La Psychologie au Service de la Transmission
Guillaume Sanchez voit la transmission comme un processus qui dépasse largement l’apprentissage technique. Selon lui, être chef, c’est aussi être « un peu psychologue », capable de comprendre les défis émotionnels que rencontrent les jeunes en cuisine. « La cuisine est un sport d’équipe où l’on fait face à des épreuves quotidiennes », affirme-t-il. Guillaume Sanchez adopte une approche psychologique pour accompagner ses équipes, car il estime que la performance ne peut se réaliser qu’au sein d’un collectif soudé, où les tensions sont gérées, et où chacun peut s’exprimer sans crainte.
L’Audace et la Déconstruction : la Transmission par la Remise en Question
Christophe Pelé, chef au caractère affirmé, défend l’idée d’une transmission fondée sur la remise en question des acquis. Pour lui, chaque jeune chef doit se sentir libre d’explorer des sentiers nouveaux, même au prix d’erreurs. « La cuisine, c’est d’abord une aventure personnelle » dit-il. Christophe Pelé incite ses apprentis à bousculer les traditions et à ne pas craindre de décevoir : « Transmettre, c’est permettre à l’autre de penser autrement, de déconstruire pour reconstruire. » Christophe Pelé prône ainsi une forme de transmission qui invite à l’audace, à l’expérimentation, et au dépassement des normes établies.

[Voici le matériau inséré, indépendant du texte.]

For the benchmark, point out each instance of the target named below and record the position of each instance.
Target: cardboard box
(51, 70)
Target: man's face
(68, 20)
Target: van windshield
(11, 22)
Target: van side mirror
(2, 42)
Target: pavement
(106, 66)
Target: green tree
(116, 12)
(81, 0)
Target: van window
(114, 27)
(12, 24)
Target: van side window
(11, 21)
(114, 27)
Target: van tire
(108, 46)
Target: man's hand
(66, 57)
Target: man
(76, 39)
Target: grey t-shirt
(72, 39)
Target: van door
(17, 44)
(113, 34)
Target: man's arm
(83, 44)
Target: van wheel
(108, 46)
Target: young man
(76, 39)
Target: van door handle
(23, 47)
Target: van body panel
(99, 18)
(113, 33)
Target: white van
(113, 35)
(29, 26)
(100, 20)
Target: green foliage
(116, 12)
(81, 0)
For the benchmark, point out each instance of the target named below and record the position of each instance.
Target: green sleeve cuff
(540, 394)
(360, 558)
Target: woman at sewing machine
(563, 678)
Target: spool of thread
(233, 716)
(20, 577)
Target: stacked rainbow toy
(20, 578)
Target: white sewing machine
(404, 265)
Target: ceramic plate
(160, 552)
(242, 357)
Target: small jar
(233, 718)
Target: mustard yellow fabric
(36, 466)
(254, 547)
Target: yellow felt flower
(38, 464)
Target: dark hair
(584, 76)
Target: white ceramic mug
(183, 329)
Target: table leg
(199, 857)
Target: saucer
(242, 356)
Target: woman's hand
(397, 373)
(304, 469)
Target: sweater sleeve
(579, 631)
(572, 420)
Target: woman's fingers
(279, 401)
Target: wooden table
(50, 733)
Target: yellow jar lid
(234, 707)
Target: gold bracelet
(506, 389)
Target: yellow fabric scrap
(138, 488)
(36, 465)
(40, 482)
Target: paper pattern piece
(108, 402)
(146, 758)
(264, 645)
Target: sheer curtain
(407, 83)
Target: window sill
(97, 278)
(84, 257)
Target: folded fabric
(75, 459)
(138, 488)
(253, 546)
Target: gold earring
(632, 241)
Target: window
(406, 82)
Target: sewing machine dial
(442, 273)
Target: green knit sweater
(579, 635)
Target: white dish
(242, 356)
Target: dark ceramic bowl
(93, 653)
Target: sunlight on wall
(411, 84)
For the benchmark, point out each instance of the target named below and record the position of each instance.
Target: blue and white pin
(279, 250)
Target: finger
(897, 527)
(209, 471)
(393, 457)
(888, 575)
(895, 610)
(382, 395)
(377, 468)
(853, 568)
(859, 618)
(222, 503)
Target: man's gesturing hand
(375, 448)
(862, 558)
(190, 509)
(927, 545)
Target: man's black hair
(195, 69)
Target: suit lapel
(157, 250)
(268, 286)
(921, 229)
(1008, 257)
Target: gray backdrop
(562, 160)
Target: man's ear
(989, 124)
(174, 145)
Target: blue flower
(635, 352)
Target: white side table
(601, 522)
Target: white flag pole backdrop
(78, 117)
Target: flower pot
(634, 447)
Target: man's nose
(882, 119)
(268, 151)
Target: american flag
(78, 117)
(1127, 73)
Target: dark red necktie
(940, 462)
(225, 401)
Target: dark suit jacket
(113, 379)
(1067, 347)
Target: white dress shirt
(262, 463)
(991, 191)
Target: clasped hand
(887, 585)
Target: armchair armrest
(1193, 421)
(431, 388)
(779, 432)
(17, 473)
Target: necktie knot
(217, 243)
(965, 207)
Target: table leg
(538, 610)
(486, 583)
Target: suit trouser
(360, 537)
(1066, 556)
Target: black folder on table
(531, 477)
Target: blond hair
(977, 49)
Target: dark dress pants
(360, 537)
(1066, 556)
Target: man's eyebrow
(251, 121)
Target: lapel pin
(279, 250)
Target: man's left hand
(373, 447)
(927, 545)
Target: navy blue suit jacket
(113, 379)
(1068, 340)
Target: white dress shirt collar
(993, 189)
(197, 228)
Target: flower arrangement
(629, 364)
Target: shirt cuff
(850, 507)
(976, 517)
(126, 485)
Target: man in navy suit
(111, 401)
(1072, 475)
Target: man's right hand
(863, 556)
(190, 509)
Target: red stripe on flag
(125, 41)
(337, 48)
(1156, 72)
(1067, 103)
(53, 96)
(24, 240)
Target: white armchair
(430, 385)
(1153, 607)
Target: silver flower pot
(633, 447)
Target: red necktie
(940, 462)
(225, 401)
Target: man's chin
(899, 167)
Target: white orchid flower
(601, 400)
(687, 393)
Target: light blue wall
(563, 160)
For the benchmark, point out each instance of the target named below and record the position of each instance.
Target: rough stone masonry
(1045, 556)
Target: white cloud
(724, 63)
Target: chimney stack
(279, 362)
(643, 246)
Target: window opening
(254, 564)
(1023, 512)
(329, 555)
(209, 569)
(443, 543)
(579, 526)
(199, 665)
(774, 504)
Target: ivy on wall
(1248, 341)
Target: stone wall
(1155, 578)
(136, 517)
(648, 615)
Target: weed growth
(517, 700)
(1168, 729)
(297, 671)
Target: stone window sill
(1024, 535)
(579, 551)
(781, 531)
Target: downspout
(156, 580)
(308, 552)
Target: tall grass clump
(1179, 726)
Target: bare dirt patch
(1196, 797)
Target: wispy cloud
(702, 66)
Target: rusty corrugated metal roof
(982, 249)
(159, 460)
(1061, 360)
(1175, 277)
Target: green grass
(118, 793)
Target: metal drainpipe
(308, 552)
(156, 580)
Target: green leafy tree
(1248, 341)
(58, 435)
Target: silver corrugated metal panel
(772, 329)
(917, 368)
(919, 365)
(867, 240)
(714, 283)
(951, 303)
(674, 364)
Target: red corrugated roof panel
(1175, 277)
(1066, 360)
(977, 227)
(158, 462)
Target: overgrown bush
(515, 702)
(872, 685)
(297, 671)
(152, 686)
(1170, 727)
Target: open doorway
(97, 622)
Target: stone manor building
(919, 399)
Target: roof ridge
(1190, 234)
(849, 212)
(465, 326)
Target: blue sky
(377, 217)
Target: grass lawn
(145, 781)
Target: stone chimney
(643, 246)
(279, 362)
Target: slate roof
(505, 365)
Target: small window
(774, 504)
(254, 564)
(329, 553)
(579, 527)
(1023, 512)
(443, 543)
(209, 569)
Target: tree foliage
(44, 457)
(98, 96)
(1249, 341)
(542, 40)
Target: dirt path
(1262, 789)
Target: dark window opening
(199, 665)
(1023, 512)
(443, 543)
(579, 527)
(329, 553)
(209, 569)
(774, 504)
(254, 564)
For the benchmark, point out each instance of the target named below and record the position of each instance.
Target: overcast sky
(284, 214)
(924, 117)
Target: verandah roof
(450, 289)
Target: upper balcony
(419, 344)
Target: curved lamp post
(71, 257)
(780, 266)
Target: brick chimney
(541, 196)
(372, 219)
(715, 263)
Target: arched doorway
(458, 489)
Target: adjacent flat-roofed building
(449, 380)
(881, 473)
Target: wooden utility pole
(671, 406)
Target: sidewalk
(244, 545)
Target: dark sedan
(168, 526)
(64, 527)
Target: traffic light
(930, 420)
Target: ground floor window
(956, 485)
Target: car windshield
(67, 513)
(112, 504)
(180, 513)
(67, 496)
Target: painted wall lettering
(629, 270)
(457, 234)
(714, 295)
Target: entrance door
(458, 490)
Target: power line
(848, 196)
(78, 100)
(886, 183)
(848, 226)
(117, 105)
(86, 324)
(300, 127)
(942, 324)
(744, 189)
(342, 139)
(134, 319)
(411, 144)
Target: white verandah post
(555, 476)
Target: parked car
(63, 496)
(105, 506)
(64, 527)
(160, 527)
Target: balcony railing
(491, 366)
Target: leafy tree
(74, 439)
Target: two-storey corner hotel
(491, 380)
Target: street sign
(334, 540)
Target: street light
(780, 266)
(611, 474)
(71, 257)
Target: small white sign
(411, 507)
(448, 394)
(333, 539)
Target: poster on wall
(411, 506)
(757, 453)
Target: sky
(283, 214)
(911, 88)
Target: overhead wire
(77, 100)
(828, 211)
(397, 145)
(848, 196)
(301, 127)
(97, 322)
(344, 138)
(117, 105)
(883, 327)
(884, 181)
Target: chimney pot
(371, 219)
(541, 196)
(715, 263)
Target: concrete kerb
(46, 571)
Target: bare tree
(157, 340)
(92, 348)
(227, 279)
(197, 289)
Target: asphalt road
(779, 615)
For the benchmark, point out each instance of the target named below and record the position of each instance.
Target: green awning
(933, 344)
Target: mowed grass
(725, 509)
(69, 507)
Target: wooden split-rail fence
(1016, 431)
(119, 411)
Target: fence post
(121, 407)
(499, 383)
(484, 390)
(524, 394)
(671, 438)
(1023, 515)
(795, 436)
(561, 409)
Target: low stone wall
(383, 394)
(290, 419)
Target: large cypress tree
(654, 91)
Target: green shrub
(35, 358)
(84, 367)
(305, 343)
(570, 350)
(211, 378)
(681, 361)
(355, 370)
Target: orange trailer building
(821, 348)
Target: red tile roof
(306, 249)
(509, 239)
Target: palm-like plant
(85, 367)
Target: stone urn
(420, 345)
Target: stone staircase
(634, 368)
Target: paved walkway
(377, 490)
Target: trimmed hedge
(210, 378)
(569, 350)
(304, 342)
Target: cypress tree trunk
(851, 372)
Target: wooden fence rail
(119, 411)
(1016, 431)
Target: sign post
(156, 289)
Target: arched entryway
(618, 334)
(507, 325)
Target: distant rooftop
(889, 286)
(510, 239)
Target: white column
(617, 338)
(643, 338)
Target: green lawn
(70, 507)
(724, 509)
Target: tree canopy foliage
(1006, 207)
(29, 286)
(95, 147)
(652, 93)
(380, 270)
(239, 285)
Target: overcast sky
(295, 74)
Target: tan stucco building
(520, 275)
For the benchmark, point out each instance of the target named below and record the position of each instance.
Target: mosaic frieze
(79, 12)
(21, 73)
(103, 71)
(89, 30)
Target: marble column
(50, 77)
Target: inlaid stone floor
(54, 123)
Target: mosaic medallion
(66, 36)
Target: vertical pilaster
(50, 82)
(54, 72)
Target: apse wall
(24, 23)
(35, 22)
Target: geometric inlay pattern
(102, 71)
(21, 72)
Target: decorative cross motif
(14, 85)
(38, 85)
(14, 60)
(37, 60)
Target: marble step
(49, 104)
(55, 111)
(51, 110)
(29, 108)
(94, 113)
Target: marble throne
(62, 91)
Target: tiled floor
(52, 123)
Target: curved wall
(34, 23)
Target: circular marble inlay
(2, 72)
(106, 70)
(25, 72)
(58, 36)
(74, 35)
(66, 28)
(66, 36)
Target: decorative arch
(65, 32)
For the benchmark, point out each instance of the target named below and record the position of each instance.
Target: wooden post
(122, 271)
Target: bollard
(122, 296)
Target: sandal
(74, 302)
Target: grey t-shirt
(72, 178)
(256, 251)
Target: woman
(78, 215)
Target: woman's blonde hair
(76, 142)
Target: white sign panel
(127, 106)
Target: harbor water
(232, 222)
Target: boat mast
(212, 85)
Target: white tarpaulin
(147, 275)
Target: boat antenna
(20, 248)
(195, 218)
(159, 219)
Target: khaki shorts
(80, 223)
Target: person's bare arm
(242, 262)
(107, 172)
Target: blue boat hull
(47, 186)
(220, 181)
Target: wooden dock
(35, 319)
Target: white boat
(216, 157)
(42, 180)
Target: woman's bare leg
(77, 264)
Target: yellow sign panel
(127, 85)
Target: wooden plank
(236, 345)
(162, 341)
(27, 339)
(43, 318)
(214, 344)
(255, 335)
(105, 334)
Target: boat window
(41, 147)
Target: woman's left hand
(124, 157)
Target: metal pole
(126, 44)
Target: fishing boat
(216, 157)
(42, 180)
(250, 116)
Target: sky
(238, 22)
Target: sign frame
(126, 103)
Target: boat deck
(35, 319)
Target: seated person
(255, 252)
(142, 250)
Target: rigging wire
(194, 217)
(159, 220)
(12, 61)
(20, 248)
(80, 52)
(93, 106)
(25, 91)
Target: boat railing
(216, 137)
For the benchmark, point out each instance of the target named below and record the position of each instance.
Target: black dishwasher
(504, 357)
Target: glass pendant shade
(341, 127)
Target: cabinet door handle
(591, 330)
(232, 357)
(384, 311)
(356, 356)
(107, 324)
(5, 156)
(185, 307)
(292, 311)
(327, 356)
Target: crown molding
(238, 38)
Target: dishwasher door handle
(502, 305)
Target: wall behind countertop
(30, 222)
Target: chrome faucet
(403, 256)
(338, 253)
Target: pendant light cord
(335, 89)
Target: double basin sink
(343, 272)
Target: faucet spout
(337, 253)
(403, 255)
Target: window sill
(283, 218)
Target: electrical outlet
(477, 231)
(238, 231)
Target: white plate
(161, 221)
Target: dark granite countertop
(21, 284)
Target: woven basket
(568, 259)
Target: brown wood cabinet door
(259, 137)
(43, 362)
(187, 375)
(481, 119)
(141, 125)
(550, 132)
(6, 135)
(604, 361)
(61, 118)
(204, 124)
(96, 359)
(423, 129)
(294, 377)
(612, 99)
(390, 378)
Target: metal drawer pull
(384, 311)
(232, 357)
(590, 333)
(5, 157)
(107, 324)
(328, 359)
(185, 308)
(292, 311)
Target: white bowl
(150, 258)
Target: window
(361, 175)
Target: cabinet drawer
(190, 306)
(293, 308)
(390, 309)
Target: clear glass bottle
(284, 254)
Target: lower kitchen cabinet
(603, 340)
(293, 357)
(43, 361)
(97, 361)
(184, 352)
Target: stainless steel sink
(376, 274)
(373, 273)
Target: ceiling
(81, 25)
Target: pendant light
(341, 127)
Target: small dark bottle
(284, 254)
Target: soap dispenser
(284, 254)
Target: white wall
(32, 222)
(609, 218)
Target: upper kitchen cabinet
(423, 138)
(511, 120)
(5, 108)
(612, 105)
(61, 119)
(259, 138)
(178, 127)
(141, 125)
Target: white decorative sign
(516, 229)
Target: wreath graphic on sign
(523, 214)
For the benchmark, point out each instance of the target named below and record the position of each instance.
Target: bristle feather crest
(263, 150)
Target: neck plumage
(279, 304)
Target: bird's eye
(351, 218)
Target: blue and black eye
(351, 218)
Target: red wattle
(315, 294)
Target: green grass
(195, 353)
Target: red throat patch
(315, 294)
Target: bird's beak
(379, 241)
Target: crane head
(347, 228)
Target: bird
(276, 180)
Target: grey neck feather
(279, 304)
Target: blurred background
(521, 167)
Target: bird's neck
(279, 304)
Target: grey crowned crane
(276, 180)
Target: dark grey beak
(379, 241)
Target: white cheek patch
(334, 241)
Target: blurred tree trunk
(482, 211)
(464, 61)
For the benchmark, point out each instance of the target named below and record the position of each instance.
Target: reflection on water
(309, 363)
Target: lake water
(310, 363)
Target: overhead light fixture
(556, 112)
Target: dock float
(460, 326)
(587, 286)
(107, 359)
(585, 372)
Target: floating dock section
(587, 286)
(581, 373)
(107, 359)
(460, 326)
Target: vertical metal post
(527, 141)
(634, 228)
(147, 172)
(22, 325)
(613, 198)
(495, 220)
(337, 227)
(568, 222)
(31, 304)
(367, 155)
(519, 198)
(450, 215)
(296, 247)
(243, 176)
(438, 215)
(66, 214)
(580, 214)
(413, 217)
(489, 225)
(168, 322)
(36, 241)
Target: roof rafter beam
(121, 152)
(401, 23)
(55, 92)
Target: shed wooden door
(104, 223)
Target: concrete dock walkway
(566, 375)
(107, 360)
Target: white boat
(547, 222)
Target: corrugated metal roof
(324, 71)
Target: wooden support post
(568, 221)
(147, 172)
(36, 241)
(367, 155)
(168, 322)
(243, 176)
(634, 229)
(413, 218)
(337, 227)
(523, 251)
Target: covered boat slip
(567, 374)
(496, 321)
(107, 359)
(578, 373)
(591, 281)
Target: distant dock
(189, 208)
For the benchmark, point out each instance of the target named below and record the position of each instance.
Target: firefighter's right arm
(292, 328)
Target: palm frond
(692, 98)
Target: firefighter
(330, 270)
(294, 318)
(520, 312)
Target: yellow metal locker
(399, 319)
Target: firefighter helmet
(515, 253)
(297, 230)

La Transmission : Un Acte de Résistance Culturelle
Cette conférence a permis de mesurer l’étendue des défis auxquels font face ces chefs, engagés dans un métier en perpétuelle transformation. Pour eux, transmettre n’est pas un geste anodin : c’est un acte de résistance contre la standardisation, une lutte pour préserver l’authenticité, l’identité et les valeurs humaines. En partageant leurs expériences et leurs méthodes, Alandre Mazzia, Alan Geaam, Manon Fleury, Guillaume Sanchez et Christophe Pelé font plus qu’enseigner des techniques : ils redéfinissent la gastronomie comme un acte d’engagement, de respect et d’ouverture. Dans un monde où la pression des coûts et l’accélération des rythmes pèsent de plus en plus sur le secteur, leur message résonne comme une invitation à réinventer la cuisine — non pas comme un simple service, mais comme un art et un héritage à protéger.
En clôturant cette conférence, ces cinq chefs ont montré que la transmission dans la gastronomie va bien au-delà du simple transfert de savoir-faire. Elle se révèle être un acte profondément humain et résilient, un espace de partage où l’identité de chacun trouve sa place dans la création collective. Mazzia, Geaam, Fleury, Sanchez et Pelé réaffirment que, face aux défis économiques et sociaux, l’essence de la cuisine réside dans l’engagement et la solidarité, dans la capacité à former des générations futures en les armant de techniques, certes, mais aussi de valeurs. Dans un monde où la rapidité et l’efficacité tendent à primer, ces chefs posent la cuisine comme un acte de résistance, un moment de rencontre qui célèbre la diversité, la bienveillance et l’audace.